In light of our observed opposing functions of sustained RalA and RalB depletion in CRC anchorage-independent growth, we were surprised to find that both RalA and RalB activities were dependent on RalBP1 binding. Since RalA and RalB exhibit different subcellular localizations, perhaps each GTPase engages RalBP1 in spatially-distinct locations, leading to distinct cellular outcomes. Interestingly, suppression of RalBP1 also reduced soft agar growth, indicating that its role in RalA function is dominant over its role in RalB function. In any case, our implication of RalBP1 in Ral-dependent oncogenesis contrasts with other studies where RalBP1 has not been involved. Furthermore, while both RalA and RalB required association with exocyst components to regulate CRC growth, RalA required association with Exo84 but not Sec5 whereas RalB required Sec5 but not Exo84 binding. One possible explanation for this result is that the differential requirements for Sec5 and Exo84 are unrelated to exocyst function. Certainly for Sec5, one exocyst independent function involves the TBK1 protein kinase (22
). Similarly, it was suggested that Exo84 also exhibits an exocyst-independent function required for growth transformation (42
). That suppression of Exo84 or Sec5 expression both reduced soft agar growth may reflect both Ral-dependent and –independent functions.

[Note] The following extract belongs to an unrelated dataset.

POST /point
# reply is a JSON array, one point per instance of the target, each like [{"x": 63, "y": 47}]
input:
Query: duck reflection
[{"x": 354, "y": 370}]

In summary, our results, while supporting the value of targeting Ral GTPases for KRAS mutant CRC, also indicate that Ral targeted therapies may need to be tailored differently for different cancers. For example, since we found that RalB was important for PDAC invasion and metastasis, a RalB-selective therapy may be ideally suited for advanced PDAC. In contrast, a RalB-selective therapy may enhance CRC tumor growth. Future studies with genetic ablation of RalA or RalB in KRAS-driven mouse models of PDAC and CRC will provide a more comprehensive understanding of the most effective approach for Ral inhibition for cancer treatment.